I hope, finally, to address the point raised by the noble Lord, Lord Davies of Brixton, with regard to why there is a separate clause in the Bill for local government pension schemes. The administering authorities for local government pension schemes are public authorities under Section 6 of the Human Rights Act. Capturing administering authorities of LGPS in a bespoke provision means that the Pensions Regulator can use its existing powers and procedures to enforce the BDS ban for the administering authorities of LGPS. That avoids the Pensions Regulator setting up a separate enforcement system for the Bill. I am happy to have a discussion with him; we often discuss pensions issues which are of limited interest sometimes to the whole House.
I hope that my response to this group of amendments —importantly, alongside the undertakings I gave in response to my previous group which we expanded a little to bring in telling examples—will help the Committee to understand why we have chosen the Human Rights Act definition and I ask the noble Lord to withdraw his amendment. I look forward to further discussion.
I hope I am able to intervene at this point before the noble Baroness sits down—some of these new rules that have been introduced for Committee stage I find incredibly damaging to our ability to properly scrutinise this Bill; I raised that point at the committee.

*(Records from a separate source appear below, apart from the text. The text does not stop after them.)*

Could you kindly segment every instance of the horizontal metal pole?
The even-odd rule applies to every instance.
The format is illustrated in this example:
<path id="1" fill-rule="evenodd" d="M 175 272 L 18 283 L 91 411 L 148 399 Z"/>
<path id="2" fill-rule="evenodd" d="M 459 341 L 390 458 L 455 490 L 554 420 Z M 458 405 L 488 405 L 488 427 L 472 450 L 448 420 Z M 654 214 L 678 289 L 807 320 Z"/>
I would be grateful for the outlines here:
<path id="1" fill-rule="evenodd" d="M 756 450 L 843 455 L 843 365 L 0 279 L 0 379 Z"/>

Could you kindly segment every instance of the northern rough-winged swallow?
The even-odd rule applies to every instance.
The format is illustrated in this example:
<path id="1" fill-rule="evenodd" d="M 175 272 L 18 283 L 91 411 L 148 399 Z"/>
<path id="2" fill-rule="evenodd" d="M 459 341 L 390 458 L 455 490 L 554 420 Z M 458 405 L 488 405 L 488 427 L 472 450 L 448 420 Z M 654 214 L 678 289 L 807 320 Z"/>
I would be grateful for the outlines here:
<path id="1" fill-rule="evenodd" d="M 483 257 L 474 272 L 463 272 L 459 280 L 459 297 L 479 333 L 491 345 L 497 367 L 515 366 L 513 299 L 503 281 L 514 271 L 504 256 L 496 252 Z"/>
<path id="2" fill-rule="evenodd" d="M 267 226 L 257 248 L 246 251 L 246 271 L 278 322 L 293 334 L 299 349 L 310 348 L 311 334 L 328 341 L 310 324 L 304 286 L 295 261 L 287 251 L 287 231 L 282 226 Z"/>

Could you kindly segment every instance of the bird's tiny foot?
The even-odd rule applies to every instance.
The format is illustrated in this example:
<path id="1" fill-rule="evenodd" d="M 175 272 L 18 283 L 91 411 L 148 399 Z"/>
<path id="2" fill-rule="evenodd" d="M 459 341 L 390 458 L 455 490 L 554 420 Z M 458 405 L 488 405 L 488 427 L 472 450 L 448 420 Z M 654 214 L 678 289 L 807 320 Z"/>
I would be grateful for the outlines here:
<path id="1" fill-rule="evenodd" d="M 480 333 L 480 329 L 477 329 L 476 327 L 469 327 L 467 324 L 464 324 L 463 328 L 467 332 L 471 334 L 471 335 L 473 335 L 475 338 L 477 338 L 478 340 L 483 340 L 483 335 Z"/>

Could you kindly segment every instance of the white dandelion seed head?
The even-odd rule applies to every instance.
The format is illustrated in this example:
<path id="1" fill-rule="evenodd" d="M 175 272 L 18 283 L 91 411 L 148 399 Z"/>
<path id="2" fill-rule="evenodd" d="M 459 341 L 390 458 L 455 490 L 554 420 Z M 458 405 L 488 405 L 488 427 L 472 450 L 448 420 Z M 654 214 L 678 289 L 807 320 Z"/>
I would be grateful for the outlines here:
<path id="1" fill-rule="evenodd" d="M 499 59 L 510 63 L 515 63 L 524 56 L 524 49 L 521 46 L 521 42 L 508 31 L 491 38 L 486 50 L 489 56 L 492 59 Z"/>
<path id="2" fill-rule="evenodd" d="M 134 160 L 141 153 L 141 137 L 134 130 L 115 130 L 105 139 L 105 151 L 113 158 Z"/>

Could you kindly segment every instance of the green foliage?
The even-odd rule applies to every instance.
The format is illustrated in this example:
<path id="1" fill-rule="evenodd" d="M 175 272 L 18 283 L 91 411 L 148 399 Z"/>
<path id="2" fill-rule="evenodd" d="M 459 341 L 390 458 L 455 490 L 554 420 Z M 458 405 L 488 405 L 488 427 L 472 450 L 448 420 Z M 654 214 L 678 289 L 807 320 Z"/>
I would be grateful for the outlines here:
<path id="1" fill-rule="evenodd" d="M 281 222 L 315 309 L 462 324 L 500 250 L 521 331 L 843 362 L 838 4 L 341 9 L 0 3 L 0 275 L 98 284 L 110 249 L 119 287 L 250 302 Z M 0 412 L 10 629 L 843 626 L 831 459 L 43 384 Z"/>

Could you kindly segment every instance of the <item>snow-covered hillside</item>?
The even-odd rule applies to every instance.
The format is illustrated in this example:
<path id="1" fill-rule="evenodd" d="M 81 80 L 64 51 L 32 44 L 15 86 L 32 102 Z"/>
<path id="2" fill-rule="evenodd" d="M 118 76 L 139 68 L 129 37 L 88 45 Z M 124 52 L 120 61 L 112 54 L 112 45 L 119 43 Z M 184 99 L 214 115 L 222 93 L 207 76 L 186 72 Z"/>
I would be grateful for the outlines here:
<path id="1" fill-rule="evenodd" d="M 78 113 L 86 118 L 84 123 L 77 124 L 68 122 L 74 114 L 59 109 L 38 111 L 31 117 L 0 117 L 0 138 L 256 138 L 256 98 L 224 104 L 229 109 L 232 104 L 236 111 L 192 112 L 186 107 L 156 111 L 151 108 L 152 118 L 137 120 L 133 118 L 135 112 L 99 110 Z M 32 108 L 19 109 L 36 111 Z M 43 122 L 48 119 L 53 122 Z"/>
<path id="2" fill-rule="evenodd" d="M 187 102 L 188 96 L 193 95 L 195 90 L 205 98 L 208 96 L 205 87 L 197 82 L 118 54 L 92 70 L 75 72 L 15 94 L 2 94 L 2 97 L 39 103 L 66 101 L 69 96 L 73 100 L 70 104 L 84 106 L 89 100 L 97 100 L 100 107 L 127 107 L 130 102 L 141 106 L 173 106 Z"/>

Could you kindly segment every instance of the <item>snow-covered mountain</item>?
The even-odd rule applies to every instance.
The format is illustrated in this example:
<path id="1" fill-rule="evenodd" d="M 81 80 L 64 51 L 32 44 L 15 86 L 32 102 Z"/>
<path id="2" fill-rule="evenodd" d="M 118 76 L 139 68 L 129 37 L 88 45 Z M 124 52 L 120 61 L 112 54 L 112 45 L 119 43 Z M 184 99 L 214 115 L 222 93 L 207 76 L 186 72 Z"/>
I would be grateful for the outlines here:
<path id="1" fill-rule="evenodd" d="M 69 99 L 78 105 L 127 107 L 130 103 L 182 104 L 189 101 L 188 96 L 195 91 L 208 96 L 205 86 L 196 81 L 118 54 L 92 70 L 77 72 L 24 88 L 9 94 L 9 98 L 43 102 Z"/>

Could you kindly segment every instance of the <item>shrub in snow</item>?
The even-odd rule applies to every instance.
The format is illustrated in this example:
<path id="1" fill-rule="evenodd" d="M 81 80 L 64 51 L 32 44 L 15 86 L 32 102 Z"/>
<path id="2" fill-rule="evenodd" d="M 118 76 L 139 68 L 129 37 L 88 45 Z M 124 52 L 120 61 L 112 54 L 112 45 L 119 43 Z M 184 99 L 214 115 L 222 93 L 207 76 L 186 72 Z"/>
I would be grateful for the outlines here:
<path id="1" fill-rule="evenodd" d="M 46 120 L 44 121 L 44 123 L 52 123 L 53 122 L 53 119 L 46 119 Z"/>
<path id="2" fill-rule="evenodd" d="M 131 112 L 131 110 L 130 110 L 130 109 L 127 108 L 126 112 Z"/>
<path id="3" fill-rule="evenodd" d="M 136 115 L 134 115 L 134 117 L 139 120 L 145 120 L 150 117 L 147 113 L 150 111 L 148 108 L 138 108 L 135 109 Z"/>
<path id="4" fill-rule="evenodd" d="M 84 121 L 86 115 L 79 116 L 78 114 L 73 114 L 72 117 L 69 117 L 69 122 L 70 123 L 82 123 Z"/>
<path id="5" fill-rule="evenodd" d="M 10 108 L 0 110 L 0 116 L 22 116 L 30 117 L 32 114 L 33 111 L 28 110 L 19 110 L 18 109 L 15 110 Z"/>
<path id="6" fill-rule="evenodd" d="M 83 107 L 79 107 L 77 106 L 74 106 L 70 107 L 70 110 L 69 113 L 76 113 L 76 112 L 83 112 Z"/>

The noble Baroness said that the FCDO fully supports this legislation. She may recall that, at the previous Committee day, I specifically raised this question because I wanted to inform the Committee of the precise nature of the FCDO’s advice following United Nations resolutions regarding the Occupied Territories, which are specifically mentioned in this Bill. Perhaps she can take this opportunity to tell us how that advice could potentially impact the sort of investment and procurement decisions that organisations might make. There is advice issued by the FCDO in relation to the Occupied Territories.
We are going to be discussing the Occupied Territories in a group two or three later in this Bill and I do not have an answer to the noble Lord on this point today, except to reiterate that this Bill has been collectively agreed. I was particularly talking about the arrangements for regulations which, in turn, had been collectively agreed. I explained the system that when you have a new statutory instrument, there is a write-round which involves all relevant Ministers. In this particular case, that would certainly include the Foreign Secretary.